2012-03-15

winterbadger: (williams)
2012-03-15 04:14 pm
Entry tags:

I love my college

What if Adams and Jefferson Did Attack ads?

This spring, a small cadre of Williams College students is participating in an experimental history course on the American Presidents. Instead of producing papers, as is the norm in most history classes, the students will create video campaign ads for the presidential elections from Washington to Lincoln. 

There’s a catch, though. The students can only use images, quotes, documents, and music from the era. They cannot use anything that came afterwards. An image of the White House burning in 1812 would not work for the election of 1808. They cannot use images of Leutze’s famous Washington Crossing the Delaware, a product more reflective of the 1840s than the 1770s. Their assignment is to capture the spirit of the age – not the spirit of our historical memory.  

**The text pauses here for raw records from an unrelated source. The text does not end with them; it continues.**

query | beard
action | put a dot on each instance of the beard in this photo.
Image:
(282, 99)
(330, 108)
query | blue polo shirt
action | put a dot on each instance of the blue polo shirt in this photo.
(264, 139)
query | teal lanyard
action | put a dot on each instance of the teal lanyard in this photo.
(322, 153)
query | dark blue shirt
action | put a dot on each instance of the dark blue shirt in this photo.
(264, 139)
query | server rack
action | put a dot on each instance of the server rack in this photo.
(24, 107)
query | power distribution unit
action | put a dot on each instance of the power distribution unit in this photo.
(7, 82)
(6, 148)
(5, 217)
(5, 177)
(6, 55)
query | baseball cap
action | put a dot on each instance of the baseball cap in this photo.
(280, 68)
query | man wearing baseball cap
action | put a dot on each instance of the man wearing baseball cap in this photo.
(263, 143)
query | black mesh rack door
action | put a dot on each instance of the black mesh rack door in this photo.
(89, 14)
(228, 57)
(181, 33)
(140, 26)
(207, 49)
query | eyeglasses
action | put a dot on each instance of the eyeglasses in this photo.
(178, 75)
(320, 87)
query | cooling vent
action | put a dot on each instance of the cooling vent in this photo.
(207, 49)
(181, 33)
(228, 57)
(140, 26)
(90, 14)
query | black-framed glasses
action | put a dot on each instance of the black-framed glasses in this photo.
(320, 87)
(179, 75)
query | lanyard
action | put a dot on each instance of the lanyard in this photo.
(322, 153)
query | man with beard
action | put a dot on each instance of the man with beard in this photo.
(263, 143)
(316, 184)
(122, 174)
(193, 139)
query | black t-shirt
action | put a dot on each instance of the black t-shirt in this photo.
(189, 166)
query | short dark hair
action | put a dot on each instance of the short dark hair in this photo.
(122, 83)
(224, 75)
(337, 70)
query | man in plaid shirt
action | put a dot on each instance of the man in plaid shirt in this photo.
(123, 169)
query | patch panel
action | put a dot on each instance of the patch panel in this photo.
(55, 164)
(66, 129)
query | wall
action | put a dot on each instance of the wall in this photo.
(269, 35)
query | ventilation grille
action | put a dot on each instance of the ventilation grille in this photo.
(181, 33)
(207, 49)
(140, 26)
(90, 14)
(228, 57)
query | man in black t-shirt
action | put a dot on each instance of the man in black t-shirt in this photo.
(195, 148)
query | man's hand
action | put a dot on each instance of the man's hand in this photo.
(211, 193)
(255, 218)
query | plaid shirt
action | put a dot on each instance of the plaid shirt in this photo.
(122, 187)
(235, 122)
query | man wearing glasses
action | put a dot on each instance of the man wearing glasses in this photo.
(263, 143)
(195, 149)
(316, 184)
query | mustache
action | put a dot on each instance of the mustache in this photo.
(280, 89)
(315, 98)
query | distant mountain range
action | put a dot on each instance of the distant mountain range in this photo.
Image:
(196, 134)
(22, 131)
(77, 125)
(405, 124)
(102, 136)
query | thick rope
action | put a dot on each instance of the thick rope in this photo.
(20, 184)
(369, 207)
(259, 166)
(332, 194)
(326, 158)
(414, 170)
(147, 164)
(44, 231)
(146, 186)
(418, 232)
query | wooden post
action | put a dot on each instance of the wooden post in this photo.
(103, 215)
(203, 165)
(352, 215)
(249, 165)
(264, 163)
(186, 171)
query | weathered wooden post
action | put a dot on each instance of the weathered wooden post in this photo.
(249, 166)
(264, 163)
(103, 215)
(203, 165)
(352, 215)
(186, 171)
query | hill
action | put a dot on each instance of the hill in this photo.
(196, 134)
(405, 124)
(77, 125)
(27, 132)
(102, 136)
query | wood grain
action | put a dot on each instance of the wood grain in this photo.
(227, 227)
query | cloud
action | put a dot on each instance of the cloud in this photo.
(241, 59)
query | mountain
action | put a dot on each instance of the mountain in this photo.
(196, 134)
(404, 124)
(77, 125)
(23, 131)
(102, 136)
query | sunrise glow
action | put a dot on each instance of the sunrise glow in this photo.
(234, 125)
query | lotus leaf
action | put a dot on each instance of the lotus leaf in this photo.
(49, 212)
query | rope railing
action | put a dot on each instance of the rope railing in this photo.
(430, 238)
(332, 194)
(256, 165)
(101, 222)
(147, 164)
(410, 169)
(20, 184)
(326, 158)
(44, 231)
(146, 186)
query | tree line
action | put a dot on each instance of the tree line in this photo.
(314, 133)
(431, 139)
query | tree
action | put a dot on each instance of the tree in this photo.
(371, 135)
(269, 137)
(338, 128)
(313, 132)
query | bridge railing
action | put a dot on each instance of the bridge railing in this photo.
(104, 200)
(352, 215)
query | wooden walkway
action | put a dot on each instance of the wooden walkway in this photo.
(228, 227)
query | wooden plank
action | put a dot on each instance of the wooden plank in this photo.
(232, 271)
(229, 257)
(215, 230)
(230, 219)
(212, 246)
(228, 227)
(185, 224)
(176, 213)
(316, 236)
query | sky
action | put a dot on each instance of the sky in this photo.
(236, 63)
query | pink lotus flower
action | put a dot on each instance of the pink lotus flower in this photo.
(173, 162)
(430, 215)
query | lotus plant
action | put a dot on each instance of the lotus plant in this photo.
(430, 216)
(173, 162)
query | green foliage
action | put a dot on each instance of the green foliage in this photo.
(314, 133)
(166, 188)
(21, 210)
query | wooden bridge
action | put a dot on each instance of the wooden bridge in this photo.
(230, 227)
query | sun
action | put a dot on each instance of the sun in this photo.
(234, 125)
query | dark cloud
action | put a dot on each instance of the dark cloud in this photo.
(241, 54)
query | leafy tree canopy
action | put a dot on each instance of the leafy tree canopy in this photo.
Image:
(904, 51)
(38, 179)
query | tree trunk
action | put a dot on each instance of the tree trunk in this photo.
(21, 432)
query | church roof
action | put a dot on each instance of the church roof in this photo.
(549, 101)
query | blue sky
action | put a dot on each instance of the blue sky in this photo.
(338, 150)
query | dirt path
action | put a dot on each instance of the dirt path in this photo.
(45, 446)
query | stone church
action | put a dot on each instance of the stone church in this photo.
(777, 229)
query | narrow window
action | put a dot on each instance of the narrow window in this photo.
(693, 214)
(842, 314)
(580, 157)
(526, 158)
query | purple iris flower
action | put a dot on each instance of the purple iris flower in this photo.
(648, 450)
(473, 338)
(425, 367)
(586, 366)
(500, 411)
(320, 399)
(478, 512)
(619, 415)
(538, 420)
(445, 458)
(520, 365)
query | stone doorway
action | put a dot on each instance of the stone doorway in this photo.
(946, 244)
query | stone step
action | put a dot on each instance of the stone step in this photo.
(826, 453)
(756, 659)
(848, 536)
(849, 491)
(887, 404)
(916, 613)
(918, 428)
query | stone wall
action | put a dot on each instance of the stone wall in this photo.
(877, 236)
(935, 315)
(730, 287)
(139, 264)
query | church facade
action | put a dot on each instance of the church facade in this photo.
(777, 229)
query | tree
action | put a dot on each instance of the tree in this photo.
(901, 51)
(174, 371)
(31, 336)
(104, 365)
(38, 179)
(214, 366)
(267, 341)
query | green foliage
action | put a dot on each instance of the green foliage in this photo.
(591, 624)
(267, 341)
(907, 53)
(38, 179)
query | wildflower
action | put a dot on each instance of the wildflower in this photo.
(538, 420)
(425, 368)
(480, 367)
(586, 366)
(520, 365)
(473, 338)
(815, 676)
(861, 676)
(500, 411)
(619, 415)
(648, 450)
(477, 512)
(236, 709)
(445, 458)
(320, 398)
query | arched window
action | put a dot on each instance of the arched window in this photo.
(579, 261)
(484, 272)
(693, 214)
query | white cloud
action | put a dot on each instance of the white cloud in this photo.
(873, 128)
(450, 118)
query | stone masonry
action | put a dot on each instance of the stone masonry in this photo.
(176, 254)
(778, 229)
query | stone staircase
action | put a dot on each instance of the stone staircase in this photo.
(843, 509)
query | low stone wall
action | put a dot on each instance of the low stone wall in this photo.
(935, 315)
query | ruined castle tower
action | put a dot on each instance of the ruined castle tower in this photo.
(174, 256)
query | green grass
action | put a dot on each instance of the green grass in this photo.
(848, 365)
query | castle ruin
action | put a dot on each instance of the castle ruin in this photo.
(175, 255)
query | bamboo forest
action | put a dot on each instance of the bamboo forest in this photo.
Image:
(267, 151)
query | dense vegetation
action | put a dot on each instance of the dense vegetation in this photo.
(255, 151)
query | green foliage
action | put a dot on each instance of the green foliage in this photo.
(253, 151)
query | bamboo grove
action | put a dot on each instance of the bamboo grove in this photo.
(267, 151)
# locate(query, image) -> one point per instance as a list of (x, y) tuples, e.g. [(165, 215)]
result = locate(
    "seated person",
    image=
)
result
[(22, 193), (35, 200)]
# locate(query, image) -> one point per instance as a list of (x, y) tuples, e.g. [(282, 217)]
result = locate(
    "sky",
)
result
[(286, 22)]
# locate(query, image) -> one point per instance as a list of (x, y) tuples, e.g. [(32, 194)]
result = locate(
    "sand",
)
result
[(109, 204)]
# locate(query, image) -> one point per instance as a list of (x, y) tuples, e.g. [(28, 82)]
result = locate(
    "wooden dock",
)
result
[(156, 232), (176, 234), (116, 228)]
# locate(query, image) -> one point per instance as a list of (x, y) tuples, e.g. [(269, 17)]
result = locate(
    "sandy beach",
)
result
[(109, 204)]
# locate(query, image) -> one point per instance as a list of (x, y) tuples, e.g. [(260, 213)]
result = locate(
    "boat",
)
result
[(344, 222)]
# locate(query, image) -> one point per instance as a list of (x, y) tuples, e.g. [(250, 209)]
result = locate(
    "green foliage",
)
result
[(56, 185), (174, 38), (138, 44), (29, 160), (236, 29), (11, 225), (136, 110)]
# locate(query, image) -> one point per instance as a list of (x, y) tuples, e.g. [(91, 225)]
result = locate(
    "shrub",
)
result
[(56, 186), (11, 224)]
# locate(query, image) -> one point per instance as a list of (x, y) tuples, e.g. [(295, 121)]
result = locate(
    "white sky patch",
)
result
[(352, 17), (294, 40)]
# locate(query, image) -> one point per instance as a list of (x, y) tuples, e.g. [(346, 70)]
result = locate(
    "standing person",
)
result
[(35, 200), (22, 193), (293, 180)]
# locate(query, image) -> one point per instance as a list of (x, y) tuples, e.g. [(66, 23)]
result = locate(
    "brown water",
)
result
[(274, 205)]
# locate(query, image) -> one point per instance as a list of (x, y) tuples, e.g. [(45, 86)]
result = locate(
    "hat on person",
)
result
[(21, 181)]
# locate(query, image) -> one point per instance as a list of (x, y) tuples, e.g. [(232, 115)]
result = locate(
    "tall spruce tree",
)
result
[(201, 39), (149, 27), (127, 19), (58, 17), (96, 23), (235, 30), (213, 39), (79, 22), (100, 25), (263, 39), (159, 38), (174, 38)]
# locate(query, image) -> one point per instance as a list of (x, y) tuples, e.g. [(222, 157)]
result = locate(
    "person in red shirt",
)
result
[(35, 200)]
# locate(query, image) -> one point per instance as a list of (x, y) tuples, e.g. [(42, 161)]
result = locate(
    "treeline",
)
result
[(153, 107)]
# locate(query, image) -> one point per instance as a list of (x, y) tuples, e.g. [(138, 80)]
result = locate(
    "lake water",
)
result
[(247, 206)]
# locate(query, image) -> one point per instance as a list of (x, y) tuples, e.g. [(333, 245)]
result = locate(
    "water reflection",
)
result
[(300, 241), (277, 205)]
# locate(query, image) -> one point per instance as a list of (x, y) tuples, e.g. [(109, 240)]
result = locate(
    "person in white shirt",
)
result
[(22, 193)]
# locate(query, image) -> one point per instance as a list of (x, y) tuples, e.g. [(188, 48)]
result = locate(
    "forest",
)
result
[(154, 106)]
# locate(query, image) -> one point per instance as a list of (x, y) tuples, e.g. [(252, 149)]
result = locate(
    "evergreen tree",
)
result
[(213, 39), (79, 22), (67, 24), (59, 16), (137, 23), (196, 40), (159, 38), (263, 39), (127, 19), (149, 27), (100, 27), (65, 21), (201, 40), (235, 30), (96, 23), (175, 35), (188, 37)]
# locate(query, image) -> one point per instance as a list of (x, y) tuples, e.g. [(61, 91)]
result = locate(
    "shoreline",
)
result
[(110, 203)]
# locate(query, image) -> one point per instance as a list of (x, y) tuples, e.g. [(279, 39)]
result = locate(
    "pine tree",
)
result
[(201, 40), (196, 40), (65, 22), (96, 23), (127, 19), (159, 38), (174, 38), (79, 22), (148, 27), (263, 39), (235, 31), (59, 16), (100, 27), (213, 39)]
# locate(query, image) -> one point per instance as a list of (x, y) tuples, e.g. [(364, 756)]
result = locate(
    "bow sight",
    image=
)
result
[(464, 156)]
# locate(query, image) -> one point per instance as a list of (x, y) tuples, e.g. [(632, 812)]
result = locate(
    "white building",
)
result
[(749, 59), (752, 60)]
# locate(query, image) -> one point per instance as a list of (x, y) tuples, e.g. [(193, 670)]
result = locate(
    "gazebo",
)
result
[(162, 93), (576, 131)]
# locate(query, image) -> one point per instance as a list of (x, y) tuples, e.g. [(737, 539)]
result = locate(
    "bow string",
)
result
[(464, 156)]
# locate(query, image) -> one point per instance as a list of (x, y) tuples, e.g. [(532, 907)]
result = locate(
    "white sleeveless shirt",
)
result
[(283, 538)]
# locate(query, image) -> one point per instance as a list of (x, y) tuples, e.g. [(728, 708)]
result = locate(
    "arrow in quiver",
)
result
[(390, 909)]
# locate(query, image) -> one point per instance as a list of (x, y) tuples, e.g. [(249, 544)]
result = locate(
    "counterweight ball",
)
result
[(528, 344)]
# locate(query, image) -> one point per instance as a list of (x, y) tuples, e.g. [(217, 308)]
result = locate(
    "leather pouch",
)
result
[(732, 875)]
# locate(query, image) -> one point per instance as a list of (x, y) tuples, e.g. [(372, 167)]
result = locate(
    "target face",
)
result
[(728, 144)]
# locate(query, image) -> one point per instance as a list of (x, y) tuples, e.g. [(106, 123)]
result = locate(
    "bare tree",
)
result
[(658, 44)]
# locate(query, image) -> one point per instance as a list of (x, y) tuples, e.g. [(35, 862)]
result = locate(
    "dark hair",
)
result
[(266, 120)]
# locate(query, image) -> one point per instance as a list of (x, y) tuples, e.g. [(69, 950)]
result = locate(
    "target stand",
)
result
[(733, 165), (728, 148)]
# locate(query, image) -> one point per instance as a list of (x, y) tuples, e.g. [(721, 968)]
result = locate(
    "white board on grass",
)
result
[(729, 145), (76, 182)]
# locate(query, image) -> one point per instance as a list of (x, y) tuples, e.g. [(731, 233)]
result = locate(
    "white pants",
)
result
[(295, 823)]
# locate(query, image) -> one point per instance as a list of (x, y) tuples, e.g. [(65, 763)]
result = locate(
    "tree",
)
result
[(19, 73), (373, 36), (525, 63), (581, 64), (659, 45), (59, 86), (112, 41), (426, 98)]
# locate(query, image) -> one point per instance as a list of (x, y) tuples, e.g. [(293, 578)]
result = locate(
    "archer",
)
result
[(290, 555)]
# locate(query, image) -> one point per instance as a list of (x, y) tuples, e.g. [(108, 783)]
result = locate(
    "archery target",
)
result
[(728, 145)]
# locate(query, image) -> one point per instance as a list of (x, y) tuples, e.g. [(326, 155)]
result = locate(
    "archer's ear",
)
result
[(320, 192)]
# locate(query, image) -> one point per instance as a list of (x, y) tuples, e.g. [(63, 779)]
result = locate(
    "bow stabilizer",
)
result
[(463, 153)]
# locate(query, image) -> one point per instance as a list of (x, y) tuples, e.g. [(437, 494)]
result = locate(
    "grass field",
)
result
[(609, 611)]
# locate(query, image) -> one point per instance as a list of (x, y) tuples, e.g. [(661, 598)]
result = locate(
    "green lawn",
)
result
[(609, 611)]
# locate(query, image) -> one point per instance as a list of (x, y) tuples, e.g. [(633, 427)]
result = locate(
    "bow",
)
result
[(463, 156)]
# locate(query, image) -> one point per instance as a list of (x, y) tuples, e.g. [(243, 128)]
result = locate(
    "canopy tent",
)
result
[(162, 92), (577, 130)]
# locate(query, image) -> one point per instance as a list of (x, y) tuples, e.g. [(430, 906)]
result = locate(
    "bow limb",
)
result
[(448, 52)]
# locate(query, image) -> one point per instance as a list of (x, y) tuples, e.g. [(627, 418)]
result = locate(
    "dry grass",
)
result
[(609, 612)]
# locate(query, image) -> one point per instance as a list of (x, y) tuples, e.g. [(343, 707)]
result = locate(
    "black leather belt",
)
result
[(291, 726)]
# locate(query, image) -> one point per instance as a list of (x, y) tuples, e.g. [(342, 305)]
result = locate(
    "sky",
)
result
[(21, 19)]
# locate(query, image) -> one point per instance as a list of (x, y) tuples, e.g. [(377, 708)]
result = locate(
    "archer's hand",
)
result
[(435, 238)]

For each video, the students must do as much research (if not more) than they would for a paper in which they were to describe the issues of each election. The video assignment is, on some level, the same as a traditional paper. They have to take a side in the election and argue their point of view from the evidence. Now, however, they must express their conclusions in a new form. These videos will provide windows into past political worlds. We hope to leverage technology to reach a wider audience, and, perhaps, to spark conversations about American history and electoral politics outside of our classroom.

winterbadger: (iran)
2012-03-15 05:43 pm

(no subject)

Chuck Hagel is no firebrand. I don't agree with him about everything, but he's a careful, thoughtful observer.
I don’t think that we are necessarily locked into one of two options. And that’s the way it’s presented. We are great in this country and in our politics of responding to false choices; we love false choices.
This is so very true; Americans love forcing everything into binary choices: black or white, good or bad, yes or not, enemy or ally. The world, the real world outside our effed up consciousness, is not like that.

We Americans have this frame of reference … we see a problem, there has to be a solution... Well, the kind of complicated world we live in, I’m not sure there’s a solution to everything right now. What you have to do is manage it so it doesn’t get worse, manage it toward a higher ground of solution possibilities.
It takes a smart man to see that there isn't an (immediate) solution to every question.

I like what he says about Obama too. Why do we have so few of these people left in politics? What happened to "respectfully disagree"? It's all Cleon nowadays, and far too few Pericles.